His eyes skimmed the words about magical education.
“I’m a wizard!? That can’t be right.” He looked up at the giant man who just smiled down at him.
“‘Course it’s right. You’ve been written down in Hogwarts Book of Admittance since you were a baby.” He beamed down at Harry, “Showed signs of magic real young, you did.”
Harry was in shock. He looked back down at the letter and continued to read. His eyes froze on a line he didn’t understand.
We are also pleased to confirm your secondary classifications have been identified as Alpha, Caregiver.
What?
“What—what does that mean?” Harry asked, voice barely audible, pointing to the line in the letter.
“Exactly what it says,” the man—Hagrid, he’d said—replied kindly. “You’re an Alpha biologically. But also a Caregiver by nature.”
Harry shook his head. His heart was racing, skin prickling with something between terror and longing. “That’s not possible. I—I don’t know how to take care of anyone. I don’t even know how to take care of myself. ”
His voice cracked on the last word.
Hagrid knelt down, his eyes at Harry’s level now. “I know. That’s what makes yeh one, if yeh ask me. Most Caregivers come from broken things. Grows in the cracks.”
Harry blinked hard. He wanted to argue, to insist he couldn’t be this thing they said he was. How could he be built to protect others when no one had ever protected him?
But his throat felt tight. His chest ached in a way he didn’t have words for. And even as he sat frozen on the floor, some other part of him stirred—a quiet yearning that had lived buried under cupboards and silence and locked doors.

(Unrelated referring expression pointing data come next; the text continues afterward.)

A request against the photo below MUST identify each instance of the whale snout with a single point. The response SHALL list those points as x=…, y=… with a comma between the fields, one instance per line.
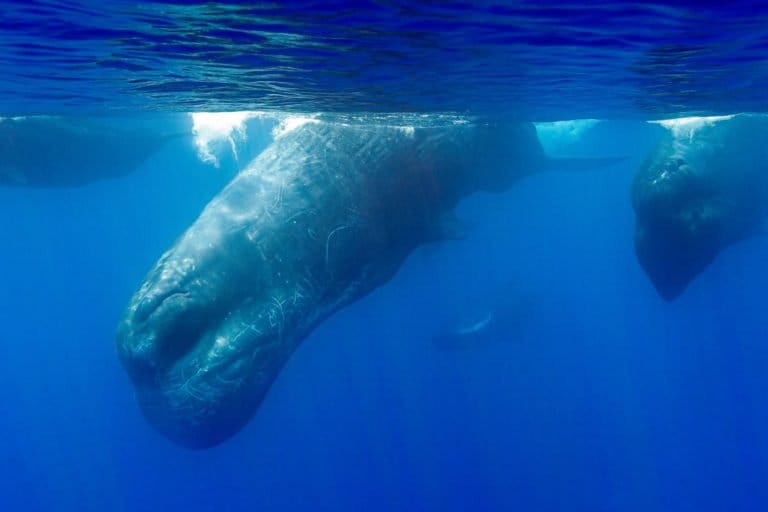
x=187, y=348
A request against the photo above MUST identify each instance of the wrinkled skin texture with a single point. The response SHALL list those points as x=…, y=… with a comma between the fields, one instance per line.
x=322, y=217
x=697, y=194
x=48, y=151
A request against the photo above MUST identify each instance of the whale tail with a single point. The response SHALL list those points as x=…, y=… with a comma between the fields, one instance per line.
x=581, y=164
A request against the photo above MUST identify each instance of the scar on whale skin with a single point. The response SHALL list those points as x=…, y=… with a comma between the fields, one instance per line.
x=322, y=217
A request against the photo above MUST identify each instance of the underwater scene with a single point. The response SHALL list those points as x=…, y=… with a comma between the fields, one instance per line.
x=418, y=256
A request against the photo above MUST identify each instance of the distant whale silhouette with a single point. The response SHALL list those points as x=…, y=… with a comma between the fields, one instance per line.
x=700, y=191
x=322, y=217
x=51, y=151
x=477, y=322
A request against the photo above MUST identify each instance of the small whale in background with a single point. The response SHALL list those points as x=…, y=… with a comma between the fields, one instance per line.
x=481, y=322
x=52, y=151
x=701, y=190
x=323, y=216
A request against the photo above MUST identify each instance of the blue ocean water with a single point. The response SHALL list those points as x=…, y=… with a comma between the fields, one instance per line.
x=602, y=396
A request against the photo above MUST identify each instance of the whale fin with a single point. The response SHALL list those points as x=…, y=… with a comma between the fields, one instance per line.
x=582, y=164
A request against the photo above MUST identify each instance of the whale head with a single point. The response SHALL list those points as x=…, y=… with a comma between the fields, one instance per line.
x=197, y=347
x=681, y=223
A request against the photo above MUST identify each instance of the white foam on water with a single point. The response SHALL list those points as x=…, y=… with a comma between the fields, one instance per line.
x=686, y=127
x=291, y=123
x=210, y=128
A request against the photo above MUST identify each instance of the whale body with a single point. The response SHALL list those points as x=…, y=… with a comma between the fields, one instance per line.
x=322, y=217
x=700, y=191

Hagrid reached into his coat again and pulled out a small, enchanted blanket—soft gray with tiny warming runes sewn along the edge. He handed it to Harry.
Instinctively, Harry gripped it and felt warmth bloom in his fingertips.

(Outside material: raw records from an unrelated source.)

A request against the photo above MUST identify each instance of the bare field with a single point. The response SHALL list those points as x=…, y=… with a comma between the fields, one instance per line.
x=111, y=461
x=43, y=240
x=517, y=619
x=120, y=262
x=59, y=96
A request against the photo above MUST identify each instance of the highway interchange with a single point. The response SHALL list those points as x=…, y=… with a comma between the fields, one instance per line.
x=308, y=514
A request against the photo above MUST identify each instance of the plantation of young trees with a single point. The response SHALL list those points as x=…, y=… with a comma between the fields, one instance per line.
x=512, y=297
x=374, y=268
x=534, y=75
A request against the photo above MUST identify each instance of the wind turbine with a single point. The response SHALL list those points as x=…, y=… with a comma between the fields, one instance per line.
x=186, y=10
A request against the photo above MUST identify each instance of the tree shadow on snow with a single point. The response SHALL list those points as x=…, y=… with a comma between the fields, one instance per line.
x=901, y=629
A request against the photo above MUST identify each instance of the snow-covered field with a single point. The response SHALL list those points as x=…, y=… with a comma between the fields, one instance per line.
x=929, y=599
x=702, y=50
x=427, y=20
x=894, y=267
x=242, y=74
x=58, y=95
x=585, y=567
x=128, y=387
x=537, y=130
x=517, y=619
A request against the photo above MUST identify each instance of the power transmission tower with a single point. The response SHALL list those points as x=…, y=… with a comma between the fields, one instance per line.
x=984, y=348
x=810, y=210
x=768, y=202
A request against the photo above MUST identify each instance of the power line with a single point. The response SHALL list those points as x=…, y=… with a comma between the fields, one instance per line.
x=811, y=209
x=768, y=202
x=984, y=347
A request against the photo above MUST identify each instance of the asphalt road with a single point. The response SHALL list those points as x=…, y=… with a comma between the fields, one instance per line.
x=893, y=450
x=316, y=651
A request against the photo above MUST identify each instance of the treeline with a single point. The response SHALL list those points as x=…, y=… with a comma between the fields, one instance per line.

“You’ll learn what it means, lad,” Hagrid said softly. “At Hogwarts. There’s magic lessons. Nurture and Nature classes, grounding spells. You’ll learn how to be what yeh are. And maybe more importantly… you’ll meet others like yeh.”
Others like me.
For the first time in Harry’s life, he didn’t feel entirely alone.

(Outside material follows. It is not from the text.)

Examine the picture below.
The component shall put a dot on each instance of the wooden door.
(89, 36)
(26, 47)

And that tiny, stubborn hope inside him? It didn’t feel so small anymore.
Uncle Vernon’s voice thundered through the cramped shack, his fists clenched so tight his knuckles whitened. “He will not be going to that blasted school! Not under my roof!”
Hagrid’s broad shoulders squared, and his voice rumbled back, steady and fierce. “He’s goin’, and there’s not a thing you can do to stop it.”
Petunia’s bitter sneer cut through the tension like a knife. “You think I don’t know what your kind are like? My precious sister was the same. A freak. That’s why she died. Magic’ll rot a person’s soul, and now she’s dead and gone.”
Harry’s heart skipped a beat. “But... I thought they died in a car crash,” he said quietly, eyes wide.
Hagrid’s face grew grave, the warmth draining from his voice. “No, Harry. Not a car crash. Yer parents were murdered.”
Harry’s heart pounded in his chest, “Murdered…”
Hagrid paused, searching for words that could carry the weight of the truth. “Yes, by an evil dark wizard. We don’t like to say his name, but they called him… Voldemort. ” Hagrid shuddered, “He was the darkest wizard who ever lived. Tried ter kill yeh too, but the curse rebounded, left you that scar,” he pointed to Harry’s head, “But, it destroyed You-Know-Who instead. You’re famous in our world, Harry. You’re The Boy Who Lived.”
Harry’s fingers instinctively touched the lightning-shaped scar on his forehead. “The Boy Who Lived?” he whispered.
Hagrid nodded, a fierce pride mixed with sorrow in his eyes. “Aye. That’s yeh. You’re a symbol of hope.”
Uncle Vernon scoffed, stepping forward. “You lot and your fairy tales. He’s just a boy. A pathetic freak like his unnatural parents, and he’s not going anywhere!”
Hagrid’s voice hardened. “And what are yeh muggles gonna do? You can’t stop Harry from goin’ where he belongs.”
“Muggles?” Harry questioned.
“Non-magic folk,” Hagrid explained quickly. He knelt down beside Harry, resting a huge hand on his shoulder. “Tomorrow, we’ll get yer school supplies. An’ the next day, we’ll get yeh to King’s Cross. Hogwarts awaits.”
Harry felt a flicker of hope ignite inside him, brighter than the shack’s lonely lantern.
Maybe this was the beginning of everything.